We compared key methodological and reporting aspects of meta-analyses pertaining to the five most common clinical areas (cardiovascular disease, oncology, gastrointestinal disease, infectious disease, and obstetrics and gynecology) and the five most common test categories (histological/cytological/culture-based tests, aspects of the clinical examination, imaging tests, biomarkers, and physiologic tests) in our dataset. These comparisons were performed using the Fisher exact test for categorical variables or the Kruskal-Wallis test for continuous and count variables.

To detect trends over time in literature review, quality assessment, statistical analysis, and reporting characteristics of meta-analyses, we used logistic regression with each of the items of interest as the response variable and year of publication as an explanatory variable. Change in the number of studies, index and reference standard tests considered in each review were assessed using linear regression of the natural logarithm of these variables on publication year.

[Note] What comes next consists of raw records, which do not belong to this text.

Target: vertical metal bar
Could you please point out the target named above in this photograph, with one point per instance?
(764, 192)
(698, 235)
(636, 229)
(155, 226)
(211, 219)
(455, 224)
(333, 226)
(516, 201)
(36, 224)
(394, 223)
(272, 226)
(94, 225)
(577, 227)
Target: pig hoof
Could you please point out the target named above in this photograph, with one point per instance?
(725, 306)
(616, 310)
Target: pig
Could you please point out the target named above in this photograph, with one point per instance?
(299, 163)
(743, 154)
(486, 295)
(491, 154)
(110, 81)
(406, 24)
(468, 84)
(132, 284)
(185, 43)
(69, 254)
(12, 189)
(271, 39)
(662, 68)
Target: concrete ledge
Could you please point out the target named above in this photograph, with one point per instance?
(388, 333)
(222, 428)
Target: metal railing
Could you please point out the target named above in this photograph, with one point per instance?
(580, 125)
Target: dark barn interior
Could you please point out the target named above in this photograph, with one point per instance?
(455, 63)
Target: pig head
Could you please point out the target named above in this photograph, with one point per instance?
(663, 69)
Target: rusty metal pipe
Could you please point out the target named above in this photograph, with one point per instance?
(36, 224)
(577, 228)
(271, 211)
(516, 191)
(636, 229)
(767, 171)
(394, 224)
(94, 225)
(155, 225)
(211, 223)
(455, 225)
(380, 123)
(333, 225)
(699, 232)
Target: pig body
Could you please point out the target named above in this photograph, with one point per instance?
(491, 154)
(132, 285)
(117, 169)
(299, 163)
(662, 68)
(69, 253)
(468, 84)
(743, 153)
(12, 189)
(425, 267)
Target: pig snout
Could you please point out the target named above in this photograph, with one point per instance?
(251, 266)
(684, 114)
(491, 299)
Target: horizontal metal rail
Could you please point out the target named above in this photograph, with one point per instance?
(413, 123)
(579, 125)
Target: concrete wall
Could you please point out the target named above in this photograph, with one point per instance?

For analyses of the count of citations we used negative binomial regression with the count of citations as the dependent variable, an offset equal to the number of years since publication of each systematic review, and different reporting characteristics as explanatory variables. For analyses of the association of journal impact factor with the reporting characteristics of systematic reviews we used different reporting characteristics as binary dependent variables, and journal impact factor as an explanatory variable. We also performed analyses comparing high impact factor general medical journals versus all others. Because all analyses of citation counts and journal impact factor were exploratory and performed across multiple variables included in our database, we only report associations that reached statistical significance at the 0.001 level.

All analyses were conducted using Stata version SE/11.2 (StataCorp, College Station, TX). Statistical significance was defined as a two-sided P value < 0.05 for all comparisons (with the exception of impact factor and citation analyses).

Footnotes

a

2010 is the most recent year for which impact factor information is currently available in the database.